Sui y Gu, psicólogos de la Universidad de Bath, infieren que el self requiere de interacciones entre tres redes neuronales, una medial prefrontal que subyace una noción nuclear de uno mismo (self network), una prefrontal dorsolateral de control cognitivo y una de prominencia o saliencia situada en la ínsula. Smith propone un circuito cerebral nuclear integrado por múltiples regiones de la corteza cerebral que trabajan al unísono para posibilitar la percepción y la toma consciente de decisiones, aspectos centrales de lo que se asigna como self. El grupo de Michel Gazzaniga, uno de los investigadores más reconocidos en la neurociencia cognitiva, sugirió que la certeza de ser uno mismo a través del tiempo, la ipsiedad, puede emerger de funciones de “interpretación” del hemisferio izquierdo. Las capacidades de autoconciencia identificadas como el self, estarían distribuidas por todo el cerebro, pero el hemisferio izquierdo, el dominante para el lenguaje y la dexteridad manual en las personas diestras, tendría la capacidad de interpretación que genera un sentido de unidad de la conciencia y que se presenta aún en pacientes sometidos a una comisurotomía terapéutica (la sección del cuerpo calloso para desconectar a los dos hemisferios cerebrales).
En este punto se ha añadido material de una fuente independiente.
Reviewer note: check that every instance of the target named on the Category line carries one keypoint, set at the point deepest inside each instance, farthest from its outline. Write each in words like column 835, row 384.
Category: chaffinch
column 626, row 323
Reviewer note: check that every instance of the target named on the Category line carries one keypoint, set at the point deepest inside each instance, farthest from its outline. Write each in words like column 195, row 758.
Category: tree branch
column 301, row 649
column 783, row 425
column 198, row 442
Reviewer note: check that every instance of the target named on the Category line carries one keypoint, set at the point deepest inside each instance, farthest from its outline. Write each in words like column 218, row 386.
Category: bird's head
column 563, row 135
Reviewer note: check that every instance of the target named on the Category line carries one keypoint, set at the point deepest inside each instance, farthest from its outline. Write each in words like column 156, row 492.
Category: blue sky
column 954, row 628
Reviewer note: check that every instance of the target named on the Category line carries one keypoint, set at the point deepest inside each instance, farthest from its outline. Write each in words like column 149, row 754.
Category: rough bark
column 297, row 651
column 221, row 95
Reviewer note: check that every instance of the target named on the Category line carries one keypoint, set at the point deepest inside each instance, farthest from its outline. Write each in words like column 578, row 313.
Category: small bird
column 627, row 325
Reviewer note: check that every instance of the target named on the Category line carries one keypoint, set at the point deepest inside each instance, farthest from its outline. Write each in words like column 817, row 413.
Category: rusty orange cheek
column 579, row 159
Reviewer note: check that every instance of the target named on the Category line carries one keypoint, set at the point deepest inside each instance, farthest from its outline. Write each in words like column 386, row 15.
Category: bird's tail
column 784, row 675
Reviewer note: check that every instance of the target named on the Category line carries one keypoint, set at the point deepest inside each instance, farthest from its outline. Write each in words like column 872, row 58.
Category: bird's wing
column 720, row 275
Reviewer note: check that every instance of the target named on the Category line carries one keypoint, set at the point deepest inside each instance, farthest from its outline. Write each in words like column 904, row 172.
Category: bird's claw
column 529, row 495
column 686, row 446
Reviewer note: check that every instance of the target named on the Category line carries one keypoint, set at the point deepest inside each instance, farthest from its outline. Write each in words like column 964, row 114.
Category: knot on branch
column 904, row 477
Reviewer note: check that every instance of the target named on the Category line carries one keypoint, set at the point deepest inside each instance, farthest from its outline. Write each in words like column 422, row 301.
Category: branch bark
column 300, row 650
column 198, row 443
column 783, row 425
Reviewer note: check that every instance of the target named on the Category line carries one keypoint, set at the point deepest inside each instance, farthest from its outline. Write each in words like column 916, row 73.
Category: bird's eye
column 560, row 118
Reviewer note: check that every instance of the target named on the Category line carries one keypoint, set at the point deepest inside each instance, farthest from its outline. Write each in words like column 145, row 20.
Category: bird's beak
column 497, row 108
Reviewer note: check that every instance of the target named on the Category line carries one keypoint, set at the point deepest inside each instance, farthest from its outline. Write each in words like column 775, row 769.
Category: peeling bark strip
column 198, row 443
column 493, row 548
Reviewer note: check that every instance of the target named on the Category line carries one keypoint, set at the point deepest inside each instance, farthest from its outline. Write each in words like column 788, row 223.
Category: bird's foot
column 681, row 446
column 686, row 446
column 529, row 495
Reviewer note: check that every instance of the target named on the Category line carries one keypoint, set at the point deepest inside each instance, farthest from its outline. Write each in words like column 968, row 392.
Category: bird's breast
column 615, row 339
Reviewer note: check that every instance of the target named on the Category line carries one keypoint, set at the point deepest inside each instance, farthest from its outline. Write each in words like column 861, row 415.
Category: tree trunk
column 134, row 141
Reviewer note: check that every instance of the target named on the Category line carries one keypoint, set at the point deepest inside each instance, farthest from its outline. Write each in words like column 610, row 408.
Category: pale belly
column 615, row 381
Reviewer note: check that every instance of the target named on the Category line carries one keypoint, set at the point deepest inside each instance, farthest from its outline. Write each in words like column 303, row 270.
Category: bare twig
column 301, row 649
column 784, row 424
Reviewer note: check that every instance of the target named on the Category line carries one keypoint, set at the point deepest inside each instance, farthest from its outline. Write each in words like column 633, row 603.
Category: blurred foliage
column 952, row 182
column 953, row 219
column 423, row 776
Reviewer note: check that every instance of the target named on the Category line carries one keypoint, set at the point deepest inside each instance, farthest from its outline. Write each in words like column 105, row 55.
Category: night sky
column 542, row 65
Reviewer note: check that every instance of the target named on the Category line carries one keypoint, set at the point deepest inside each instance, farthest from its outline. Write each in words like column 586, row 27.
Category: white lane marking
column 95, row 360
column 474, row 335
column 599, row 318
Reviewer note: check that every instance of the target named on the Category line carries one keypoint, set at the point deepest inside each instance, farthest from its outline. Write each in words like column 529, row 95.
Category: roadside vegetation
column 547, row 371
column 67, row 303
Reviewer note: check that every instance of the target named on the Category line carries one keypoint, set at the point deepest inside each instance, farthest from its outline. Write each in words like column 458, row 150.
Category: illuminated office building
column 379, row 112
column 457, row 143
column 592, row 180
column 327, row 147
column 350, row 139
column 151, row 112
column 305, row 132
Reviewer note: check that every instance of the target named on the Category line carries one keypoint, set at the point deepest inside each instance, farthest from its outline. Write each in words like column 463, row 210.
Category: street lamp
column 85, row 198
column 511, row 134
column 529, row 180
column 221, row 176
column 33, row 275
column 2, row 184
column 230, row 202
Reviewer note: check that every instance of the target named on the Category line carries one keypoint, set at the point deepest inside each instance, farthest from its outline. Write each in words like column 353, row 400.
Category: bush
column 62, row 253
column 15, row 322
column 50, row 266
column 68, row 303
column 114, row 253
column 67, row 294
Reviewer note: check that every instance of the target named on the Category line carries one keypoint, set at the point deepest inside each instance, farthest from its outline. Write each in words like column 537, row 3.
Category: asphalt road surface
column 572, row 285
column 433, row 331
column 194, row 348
La noción de sujeto tiene dos facetas o vertientes genuinas, compatibles y complementarias: una de ellas subraya la capacidad de sentir y la otra la capacidad de actuar. El sujeto humano es capaz de sentir, saber, decidir y actuar como factores indispensables para establecer conductas y relaciones apropiadas con su medio ambiente y con otros sujetos. Sus actuaciones se integran por mecanismos sensitivo-motores que operan en situaciones concretas y los éxitos o fracasos de sus actos se almacenan en la memoria para ser aplicados en ocasiones venideras. De esta forma el sujeto nunca está acabado, sino que se esculpe mediante la depuración de habilidades que va desplegando tanto en la esfera de su intimidad subjetiva como en la de su expresión objetiva. Los límites entre ambas esferas son borrosos, pues si bien hay una clara diferencia entre lo que el sujeto siente o piensa y lo que actúa y expresa, entre las dos hay un profuso intercambio de causalidades.
Cuando la persona entiende o quiere algo, no sólo conoce algún objeto o evento, sino que experimenta los actos mismos de entender y querer y, con ello, siente que existe y que vive. Esta conciencia básica y tácita no es algo que el ser humano haga a voluntad, aunque puede realizar una introspección profunda al respecto; es una propiedad que viene de fábrica. Santo Tomas consideró que esta facultad es precisamente el alma, porque la conciencia ante sí misma lo convence de que es algo inmaterial. Hoy contamos con explicaciones funcionales fundadas que, si bien no especifican aún los mecanismos íntimos de la conciencia, en especial de la conciencia de sí, postulan hipótesis verosímiles y compatibles con el resto de las ciencias. El modelo de la autoconciencia que va surgiendo es el de una estructura dinámica y compleja con niveles de operación que van desde el sentir fundamental hasta la conciencia moral y con al menos 10 facetas funcionales que hemos ido desglosando en los capítulos precedentes.
En el poema “Yo canto al cuerpo eléctrico” de Walt Whitman, traducido por Jorge Luis Borges, leemos el siguiente verso: “Sentidos exquisitos, ojos que la vida ilumina, coraje, voluntad”. La integración de las múltiples sensaciones con la fuerza de voluntad que guía el comportamiento responde a una propiedad intrínseca de la vida que el poeta, en su lúcido arrebato, califica como luminosa. Se trata de la luz de la conciencia, la propiedad de sentir y mostrarse de la vida misma.